J Clin Pharmacol. 1987 Nov;27(11):892-901. doi: 10.1002/j.1552-4604.1987.tb05585.x.
A single-blind study was conducted in 52 hypertensive patients, aged 25 to 68 years, to compare the side effects of an equally effective antihypertensive regimen of propranolol and atenolol. All patients had a history of side effects with beta-blocker therapy. Patients were treated with propranolol 40 to 160 mg bid for 8 weeks, followed by atenolol 50 to 100 mg given once daily for 8 weeks, and then rechallenged with the required dosage of propranolol for 8 weeks. Mean systolic and diastolic blood pressures were controlled during all three treatment phases. Side effects showed a definite trend toward improvement during the atenolol treatment phase. CNS side effects, in particular, showed significantly (P less than .05) reduced severity scores and overall incidence rates during the atenolol treatment phase. In conclusion, this study showed that at equally effective antihypertensive dosages the hydrophilic beta blocker atenolol produced significantly fewer CNS side effects than the lipophilic beta blocker propranolol.

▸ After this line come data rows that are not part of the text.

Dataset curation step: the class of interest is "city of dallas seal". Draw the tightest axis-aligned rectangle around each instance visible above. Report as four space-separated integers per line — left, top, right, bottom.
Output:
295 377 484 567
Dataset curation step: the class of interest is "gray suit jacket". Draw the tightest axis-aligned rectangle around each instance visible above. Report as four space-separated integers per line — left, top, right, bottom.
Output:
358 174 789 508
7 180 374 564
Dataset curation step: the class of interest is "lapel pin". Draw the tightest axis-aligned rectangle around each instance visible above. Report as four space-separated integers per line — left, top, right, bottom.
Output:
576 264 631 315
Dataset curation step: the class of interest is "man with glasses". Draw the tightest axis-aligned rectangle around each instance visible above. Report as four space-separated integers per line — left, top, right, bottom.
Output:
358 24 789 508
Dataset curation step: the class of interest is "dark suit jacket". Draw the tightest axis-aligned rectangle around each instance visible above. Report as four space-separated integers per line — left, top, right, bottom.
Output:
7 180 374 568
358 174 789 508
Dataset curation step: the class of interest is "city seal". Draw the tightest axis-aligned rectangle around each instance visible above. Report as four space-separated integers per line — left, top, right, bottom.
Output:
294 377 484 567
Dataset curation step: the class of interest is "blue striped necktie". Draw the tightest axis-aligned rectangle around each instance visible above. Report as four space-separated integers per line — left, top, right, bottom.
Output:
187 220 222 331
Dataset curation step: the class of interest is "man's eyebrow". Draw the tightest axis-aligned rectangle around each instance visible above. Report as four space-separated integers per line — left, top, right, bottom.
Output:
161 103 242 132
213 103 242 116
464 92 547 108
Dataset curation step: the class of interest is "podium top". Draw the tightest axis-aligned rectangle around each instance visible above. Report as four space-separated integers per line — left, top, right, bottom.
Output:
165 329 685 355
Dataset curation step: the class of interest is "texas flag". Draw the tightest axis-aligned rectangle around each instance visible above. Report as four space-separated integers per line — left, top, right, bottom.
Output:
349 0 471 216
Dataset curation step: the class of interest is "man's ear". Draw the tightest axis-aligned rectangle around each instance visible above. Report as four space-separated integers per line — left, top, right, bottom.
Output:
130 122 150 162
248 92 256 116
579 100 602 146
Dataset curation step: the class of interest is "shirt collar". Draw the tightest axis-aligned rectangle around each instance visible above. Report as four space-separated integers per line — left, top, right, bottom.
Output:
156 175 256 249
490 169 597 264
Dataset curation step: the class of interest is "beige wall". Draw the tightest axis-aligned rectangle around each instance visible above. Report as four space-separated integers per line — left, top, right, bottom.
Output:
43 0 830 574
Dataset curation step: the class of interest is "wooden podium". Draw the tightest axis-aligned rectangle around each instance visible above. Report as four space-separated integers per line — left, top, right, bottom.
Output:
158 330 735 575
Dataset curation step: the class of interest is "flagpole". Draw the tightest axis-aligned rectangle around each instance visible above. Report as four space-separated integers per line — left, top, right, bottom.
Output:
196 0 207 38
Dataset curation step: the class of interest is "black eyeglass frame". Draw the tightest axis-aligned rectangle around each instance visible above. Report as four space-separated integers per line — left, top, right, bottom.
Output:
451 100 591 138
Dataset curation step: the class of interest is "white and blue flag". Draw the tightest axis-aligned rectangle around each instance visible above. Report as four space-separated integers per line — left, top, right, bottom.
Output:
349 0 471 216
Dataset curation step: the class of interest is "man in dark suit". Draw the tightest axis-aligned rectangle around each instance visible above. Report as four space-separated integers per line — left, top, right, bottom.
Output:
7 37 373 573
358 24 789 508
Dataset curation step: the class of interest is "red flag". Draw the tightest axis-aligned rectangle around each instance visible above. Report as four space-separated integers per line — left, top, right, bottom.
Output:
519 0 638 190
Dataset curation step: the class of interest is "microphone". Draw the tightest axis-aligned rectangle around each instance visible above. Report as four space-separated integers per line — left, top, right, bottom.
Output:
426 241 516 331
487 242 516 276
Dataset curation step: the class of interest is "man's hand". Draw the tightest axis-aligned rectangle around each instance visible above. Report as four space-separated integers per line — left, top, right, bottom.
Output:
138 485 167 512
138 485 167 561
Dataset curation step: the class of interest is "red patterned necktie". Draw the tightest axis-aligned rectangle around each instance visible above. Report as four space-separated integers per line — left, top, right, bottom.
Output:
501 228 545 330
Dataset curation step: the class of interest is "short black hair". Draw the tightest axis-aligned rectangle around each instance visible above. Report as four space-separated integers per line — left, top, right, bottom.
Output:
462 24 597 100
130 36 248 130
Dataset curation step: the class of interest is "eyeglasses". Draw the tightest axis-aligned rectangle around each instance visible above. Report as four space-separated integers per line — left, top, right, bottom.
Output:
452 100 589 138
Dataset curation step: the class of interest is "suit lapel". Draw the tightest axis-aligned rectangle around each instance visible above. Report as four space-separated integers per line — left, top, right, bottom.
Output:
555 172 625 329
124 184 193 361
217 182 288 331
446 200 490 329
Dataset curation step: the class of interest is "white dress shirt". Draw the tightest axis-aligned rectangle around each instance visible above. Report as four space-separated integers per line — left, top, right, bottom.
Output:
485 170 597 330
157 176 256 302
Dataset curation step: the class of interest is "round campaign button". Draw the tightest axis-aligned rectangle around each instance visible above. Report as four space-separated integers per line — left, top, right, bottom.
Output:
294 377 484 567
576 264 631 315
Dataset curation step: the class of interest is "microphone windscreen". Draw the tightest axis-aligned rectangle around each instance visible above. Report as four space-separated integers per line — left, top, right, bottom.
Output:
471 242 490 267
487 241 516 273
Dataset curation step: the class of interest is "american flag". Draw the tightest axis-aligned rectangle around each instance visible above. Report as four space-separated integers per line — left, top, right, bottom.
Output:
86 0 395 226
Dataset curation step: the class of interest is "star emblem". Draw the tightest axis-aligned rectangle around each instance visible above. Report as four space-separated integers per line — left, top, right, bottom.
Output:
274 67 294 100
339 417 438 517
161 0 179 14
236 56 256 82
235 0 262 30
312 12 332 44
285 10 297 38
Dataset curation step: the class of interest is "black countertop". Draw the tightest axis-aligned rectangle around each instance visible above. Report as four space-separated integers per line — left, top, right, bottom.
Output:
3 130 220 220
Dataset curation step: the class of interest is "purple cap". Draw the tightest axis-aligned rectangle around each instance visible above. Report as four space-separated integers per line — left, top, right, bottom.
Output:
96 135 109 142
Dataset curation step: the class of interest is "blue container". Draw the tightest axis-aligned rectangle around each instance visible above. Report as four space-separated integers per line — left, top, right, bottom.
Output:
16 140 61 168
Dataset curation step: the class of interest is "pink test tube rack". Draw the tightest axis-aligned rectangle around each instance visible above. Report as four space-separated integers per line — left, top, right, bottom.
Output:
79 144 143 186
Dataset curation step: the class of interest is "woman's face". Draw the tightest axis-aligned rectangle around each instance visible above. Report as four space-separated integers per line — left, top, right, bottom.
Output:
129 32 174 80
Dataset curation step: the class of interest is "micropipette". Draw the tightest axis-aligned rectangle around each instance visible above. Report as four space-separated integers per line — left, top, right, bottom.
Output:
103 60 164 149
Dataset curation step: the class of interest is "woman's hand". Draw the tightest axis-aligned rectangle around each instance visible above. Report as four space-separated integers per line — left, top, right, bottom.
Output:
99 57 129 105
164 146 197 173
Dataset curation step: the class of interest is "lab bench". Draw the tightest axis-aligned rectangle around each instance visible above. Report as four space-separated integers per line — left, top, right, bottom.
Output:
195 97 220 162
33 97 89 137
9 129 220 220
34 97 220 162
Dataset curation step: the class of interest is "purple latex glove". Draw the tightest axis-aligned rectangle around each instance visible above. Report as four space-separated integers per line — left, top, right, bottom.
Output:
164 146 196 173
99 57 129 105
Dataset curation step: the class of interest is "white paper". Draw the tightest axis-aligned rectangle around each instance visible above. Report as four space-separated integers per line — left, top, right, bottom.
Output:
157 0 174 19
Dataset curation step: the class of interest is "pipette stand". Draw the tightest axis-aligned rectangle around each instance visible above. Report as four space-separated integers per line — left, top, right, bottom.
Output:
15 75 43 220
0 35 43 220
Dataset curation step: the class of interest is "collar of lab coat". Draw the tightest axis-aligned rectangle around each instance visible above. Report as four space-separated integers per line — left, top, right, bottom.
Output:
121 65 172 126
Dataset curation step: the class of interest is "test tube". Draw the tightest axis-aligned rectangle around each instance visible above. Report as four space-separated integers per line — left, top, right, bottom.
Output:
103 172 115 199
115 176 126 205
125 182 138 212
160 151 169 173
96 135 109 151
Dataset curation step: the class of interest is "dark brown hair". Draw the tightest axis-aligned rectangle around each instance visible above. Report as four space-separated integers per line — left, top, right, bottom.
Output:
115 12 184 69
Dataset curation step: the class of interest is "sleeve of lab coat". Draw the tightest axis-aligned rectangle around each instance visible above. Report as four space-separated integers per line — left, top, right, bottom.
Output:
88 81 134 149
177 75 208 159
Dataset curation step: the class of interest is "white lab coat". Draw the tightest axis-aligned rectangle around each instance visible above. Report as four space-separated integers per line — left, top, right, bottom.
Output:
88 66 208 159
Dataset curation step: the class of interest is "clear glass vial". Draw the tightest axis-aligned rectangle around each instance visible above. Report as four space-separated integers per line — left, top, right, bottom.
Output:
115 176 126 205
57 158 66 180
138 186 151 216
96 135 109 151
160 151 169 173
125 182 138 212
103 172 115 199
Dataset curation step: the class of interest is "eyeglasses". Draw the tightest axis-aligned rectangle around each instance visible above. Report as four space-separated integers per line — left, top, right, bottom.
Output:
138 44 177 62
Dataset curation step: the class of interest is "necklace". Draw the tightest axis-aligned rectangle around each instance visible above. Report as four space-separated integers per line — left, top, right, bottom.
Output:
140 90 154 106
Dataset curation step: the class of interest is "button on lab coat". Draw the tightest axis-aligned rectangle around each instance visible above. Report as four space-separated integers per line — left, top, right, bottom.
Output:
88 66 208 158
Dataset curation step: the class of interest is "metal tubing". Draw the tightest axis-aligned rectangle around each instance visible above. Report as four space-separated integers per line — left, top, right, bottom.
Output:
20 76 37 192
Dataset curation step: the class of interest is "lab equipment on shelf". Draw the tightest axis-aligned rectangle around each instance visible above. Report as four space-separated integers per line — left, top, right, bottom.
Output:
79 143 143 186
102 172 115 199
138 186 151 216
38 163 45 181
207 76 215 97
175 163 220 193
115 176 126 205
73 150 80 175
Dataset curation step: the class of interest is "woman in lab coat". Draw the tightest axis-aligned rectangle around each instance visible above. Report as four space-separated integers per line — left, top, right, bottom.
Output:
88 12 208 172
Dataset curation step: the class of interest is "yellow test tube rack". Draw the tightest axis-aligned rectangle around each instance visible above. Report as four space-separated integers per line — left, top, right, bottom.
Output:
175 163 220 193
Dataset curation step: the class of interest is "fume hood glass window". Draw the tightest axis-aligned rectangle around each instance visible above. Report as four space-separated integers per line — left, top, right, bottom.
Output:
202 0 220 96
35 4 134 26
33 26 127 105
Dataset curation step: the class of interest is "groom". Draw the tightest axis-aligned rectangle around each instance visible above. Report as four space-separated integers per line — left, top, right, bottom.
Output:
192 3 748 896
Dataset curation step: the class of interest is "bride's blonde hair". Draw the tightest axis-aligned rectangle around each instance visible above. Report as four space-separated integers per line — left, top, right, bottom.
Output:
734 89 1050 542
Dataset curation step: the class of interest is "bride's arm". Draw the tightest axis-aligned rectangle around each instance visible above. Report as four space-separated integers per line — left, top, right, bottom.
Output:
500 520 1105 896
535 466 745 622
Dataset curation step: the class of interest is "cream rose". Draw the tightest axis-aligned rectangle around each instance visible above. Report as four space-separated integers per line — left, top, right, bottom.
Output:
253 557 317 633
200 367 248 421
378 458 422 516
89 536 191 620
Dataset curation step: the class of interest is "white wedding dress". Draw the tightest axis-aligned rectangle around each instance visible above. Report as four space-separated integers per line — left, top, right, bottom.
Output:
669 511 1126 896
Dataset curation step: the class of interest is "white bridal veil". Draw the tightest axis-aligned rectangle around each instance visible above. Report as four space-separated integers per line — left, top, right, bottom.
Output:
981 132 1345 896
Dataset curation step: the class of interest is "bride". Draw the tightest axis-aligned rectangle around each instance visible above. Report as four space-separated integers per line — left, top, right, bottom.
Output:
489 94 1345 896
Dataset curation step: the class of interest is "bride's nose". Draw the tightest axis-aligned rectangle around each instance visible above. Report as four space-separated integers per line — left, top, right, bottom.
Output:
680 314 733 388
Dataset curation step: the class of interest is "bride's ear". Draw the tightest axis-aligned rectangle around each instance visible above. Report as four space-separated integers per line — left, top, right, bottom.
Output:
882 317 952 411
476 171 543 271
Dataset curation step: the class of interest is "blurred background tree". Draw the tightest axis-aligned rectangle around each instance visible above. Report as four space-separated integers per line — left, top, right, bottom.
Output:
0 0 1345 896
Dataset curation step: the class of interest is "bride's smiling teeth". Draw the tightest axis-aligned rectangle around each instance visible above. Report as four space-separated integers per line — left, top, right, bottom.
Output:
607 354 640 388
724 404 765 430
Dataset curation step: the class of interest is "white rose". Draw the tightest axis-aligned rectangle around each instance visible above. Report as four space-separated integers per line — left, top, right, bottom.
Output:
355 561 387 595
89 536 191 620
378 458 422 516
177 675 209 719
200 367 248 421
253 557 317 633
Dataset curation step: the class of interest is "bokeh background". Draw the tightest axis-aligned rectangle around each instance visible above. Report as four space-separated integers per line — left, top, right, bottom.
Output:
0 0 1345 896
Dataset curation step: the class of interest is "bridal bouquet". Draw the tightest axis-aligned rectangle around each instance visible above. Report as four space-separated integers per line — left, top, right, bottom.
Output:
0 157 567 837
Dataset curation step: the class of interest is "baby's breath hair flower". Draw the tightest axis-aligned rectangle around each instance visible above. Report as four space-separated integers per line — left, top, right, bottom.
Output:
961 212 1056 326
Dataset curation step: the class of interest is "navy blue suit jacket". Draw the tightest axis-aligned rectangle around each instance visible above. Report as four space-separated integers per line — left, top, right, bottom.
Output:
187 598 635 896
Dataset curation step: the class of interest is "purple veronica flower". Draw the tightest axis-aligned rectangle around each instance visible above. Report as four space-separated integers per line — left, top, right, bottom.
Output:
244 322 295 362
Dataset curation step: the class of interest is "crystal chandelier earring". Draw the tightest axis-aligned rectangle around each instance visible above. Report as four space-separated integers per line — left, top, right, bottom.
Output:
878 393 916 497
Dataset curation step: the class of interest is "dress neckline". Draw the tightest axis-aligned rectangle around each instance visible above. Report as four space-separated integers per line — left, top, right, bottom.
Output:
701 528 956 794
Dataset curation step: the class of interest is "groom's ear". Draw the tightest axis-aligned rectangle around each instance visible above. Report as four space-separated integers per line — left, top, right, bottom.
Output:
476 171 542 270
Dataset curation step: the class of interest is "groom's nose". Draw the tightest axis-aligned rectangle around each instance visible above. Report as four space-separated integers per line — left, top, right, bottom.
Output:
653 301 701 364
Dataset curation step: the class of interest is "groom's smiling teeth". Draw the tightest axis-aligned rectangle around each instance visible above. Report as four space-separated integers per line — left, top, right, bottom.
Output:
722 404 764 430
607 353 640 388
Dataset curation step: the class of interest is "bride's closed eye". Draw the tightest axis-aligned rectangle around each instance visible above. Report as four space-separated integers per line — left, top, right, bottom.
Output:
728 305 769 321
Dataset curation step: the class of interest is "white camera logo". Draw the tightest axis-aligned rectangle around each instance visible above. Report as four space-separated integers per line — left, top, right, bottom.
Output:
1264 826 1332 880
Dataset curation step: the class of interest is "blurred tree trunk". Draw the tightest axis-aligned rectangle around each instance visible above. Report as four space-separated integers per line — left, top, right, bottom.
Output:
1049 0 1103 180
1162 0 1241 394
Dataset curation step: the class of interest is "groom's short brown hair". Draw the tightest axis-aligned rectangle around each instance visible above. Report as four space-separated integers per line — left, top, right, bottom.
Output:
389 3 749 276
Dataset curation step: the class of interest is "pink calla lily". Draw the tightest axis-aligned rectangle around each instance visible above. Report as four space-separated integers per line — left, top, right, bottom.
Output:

对52名年龄在25至68岁之间的高血压患者进行了一项单盲研究,以比较普萘洛尔和阿替洛尔这两种同等有效的抗高血压方案的副作用。所有患者都有β受体阻滞剂治疗的副作用史。患者先接受8周的普萘洛尔治疗,每日两次,每次40至160毫克,随后接受8周的阿替洛尔治疗,每日一次,每次50至100毫克,然后再接受8周所需剂量的普萘洛尔治疗。在所有三个治疗阶段,平均收缩压和舒张压均得到控制。在阿替洛尔治疗阶段,副作用显示出明显的改善趋势。特别是中枢神经系统副作用,在阿替洛尔治疗阶段,严重程度评分和总体发病率显著降低(P小于0.05)。总之,本研究表明,在同等有效的抗高血压剂量下,亲水性β受体阻滞剂阿替洛尔产生的中枢神经系统副作用明显少于亲脂性β受体阻滞剂普萘洛尔。